Regex performance issue

Hi all,

Sorry for the lengthy post but as I learned I should post
concise-and-complete code.

So the code belows shows that the execution of ValidateAddress consumes a
lot of time. In the test it is called a 100 times but in my real app it
could be called 50000 or more times.

So my question is if it is somehow possible to speed this up and if so how
this can be done.

Thanks a lot in advance,

Bart

------ Code -----

using System;
using System.Text.RegularExpressions;

namespace ValidateAddress_speed_test
{
class Program
{
#region Regular expression strings

private const string dbBoolAddress_pattern =
@"^(DB)([0-9]|[1-9][0-9]|[1-9][0-9][0-9]|[1-9][0-9][0-9][0-9]|[1-6][0-6][0-5][0-3][0-6])(\.)(DBX)([0-9]|[1-9][0-9]|[1-9][0-9][0-9]|[1-9][0-9][0-9][0-9]|[1-6][0-6][0-5][0-3][0-6])(\.)[0-7]$";
private const string dbMemAddress_pattern =
@"^(DB)([0-9]|[1-9][0-9]|[1-9][0-9][0-9]|[1-9][0-9][0-9][0-9]|[1-6][0-6][0-5][0-3][0-6])(\.)(DBB|DBW|DBD|DBR)([0-9]|[1-9][0-9]|[1-9][0-9][0-9]|[1-9][0-9][0-9][0-9]|[1-6][0-6][0-5][0-3][0-6])$";

private const string boolAddress_pattern =
@"^(M|E|A)([0-9]|[1-9][0-9]|[1-9][0-9][0-9]|[1-9][0-9][0-9][0-9]|[1-6][0-6][0-5][0-3][0-6])(\.)[0-7]$";
private const string memAddress_pattern =
@"^(EB|EW|ED|AB|AW|AD|MB|MW|MD|MR)([0-9]|[1-9][0-9]|[1-9][0-9][0-9]|[1-9][0-9][0-9][0-9]|[1-6][0-6][0-5][0-3][0-6])$";

#endregion

private static void ValidateAddress(string address)
{
if (address == string.Empty)
throw new ArgumentOutOfRangeException("The addres cannot be
an empty string.");
Regex dbBool_Regex = new Regex(dbBoolAddress_pattern,
RegexOptions.Compiled | RegexOptions.IgnoreCase);

if (dbBool_Regex.IsMatch(address))
return;

Regex dbMem_Regex = new Regex(dbMemAddress_pattern,
RegexOptions.Compiled | RegexOptions.IgnoreCase);

if (dbMem_Regex.IsMatch(address))
return;

Regex boolMem_Regex = new Regex(boolAddress_pattern,
RegexOptions.Compiled | RegexOptions.IgnoreCase);

if (boolMem_Regex.IsMatch(address))
return;

Regex Mem_Regex = new Regex(memAddress_pattern,
RegexOptions.Compiled | RegexOptions.IgnoreCase);

if (Mem_Regex.IsMatch(address))
return;
throw new ArgumentOutOfRangeException(string.Format("{0} is not
a valid address.", address));
}
static void Main(string[] args)
{
Console.WriteLine("Test started...");
System.Diagnostics.Stopwatch sw = new
System.Diagnostics.Stopwatch();
sw.Start();
for (int i = 0; i < 100; i++)
{
//ValidateAddress("DB0.DBX0.0");
//ValidateAddress("DB0.DBW0");
//ValidateAddress("M0.0");
ValidateAddress("MB0");
}

sw.Stop();
Console.WriteLine(sw.ElapsedMilliseconds.ToString( ) + " ms");
Console.WriteLine("Press any key to quit");
Console.ReadLine();
}
}
}

Oct 10 '08 #1
6 2041
Hello Bart,

In your validateAddress function you're recompiling the same regexes over
and over again.
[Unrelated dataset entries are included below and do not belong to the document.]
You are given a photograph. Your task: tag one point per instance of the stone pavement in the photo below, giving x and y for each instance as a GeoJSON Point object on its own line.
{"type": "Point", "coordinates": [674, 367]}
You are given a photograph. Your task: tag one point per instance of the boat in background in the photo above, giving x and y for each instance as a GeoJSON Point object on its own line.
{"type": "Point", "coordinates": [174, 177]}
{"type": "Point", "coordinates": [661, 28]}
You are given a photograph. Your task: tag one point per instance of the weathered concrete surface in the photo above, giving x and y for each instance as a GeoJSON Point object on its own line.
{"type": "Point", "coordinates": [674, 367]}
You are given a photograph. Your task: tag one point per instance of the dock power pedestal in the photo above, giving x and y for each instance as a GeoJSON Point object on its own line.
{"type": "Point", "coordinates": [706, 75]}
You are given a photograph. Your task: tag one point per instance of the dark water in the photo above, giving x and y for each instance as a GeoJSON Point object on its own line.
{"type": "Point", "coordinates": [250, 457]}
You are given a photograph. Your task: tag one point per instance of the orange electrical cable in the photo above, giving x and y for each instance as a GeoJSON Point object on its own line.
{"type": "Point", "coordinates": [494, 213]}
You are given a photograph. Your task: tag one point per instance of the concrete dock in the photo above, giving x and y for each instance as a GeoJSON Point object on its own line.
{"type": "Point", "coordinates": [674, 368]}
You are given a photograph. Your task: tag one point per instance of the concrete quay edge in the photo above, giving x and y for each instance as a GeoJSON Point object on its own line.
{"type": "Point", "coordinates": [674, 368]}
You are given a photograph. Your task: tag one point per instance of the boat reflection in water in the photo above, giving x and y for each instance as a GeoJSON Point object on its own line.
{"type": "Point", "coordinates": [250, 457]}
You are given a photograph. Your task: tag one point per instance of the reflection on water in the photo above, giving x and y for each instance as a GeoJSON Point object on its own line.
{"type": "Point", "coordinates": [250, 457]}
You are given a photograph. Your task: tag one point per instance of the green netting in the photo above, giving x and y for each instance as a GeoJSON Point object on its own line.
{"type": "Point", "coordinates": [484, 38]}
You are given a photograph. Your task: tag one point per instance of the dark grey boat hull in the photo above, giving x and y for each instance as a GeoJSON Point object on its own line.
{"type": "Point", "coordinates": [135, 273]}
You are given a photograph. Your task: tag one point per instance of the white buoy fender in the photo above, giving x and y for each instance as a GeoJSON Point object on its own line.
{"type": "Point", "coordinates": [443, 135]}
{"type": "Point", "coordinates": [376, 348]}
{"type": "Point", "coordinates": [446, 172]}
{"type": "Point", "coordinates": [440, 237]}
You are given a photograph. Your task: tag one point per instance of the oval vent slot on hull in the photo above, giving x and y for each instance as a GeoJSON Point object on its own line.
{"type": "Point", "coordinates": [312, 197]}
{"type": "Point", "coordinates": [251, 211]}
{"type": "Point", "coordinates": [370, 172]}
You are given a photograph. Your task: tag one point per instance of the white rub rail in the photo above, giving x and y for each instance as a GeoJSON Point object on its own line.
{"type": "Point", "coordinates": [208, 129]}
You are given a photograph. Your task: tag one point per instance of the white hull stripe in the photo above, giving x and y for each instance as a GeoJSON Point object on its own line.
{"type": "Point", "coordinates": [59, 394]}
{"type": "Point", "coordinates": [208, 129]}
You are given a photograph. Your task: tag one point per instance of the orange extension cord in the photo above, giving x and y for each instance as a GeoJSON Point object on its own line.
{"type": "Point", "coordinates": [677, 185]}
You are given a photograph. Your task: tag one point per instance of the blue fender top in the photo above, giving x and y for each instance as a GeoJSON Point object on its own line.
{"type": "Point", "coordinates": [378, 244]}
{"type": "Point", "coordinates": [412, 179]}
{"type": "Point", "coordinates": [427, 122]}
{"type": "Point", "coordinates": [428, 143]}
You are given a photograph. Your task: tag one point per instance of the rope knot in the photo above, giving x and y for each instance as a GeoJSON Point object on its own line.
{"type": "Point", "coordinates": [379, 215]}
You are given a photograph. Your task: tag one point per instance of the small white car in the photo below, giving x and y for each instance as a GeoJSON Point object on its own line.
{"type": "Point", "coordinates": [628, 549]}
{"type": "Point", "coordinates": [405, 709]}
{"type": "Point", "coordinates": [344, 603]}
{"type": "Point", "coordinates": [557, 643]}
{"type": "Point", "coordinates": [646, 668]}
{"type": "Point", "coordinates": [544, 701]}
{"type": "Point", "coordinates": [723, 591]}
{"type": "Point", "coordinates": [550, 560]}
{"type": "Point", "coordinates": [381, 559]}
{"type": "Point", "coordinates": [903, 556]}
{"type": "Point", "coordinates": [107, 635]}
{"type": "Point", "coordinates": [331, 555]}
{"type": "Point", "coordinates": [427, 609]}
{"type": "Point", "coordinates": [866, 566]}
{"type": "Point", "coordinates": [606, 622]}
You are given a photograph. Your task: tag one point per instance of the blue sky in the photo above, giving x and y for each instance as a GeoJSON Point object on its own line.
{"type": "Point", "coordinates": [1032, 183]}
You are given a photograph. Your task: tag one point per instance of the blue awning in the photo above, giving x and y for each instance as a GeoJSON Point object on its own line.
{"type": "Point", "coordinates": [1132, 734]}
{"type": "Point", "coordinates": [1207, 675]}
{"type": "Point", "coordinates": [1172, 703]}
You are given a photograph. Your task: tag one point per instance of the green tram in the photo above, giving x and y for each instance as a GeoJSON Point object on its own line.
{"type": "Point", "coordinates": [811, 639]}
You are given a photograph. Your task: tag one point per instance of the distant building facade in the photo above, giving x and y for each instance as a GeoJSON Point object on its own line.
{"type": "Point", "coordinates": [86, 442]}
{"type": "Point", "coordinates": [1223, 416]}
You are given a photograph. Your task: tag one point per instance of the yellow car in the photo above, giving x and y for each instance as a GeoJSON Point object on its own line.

A compiled regex is faster than an uncompiled one, but the
compilation takes time.

To solve this, put your regexes in a private static readonly Regex instance
and reuse that. Like this:

private static readonly Regex dbBoolAddressRegex = new Regex(dbBoolAddress_pattern,
RegexOptions.Compiled | RegexOptions.IgnoreCase);

then from your validate method, use this instance.

Be sure to read up on thread safety. I'm nnot sure if you'll need to make
sure calls to the regex instances are synchronized. But that is something
you'll probably find in the docs, or which doesn't apply to you anyway.

Jesse
Hi all,

Sorry for the lengthy post but as I learned I should post
concise-and-complete code.

So the code belows shows that the execution of ValidateAddress
consumes a lot of time. In the test it is called a 100 times but in my
real app it could be called 50000 or more times.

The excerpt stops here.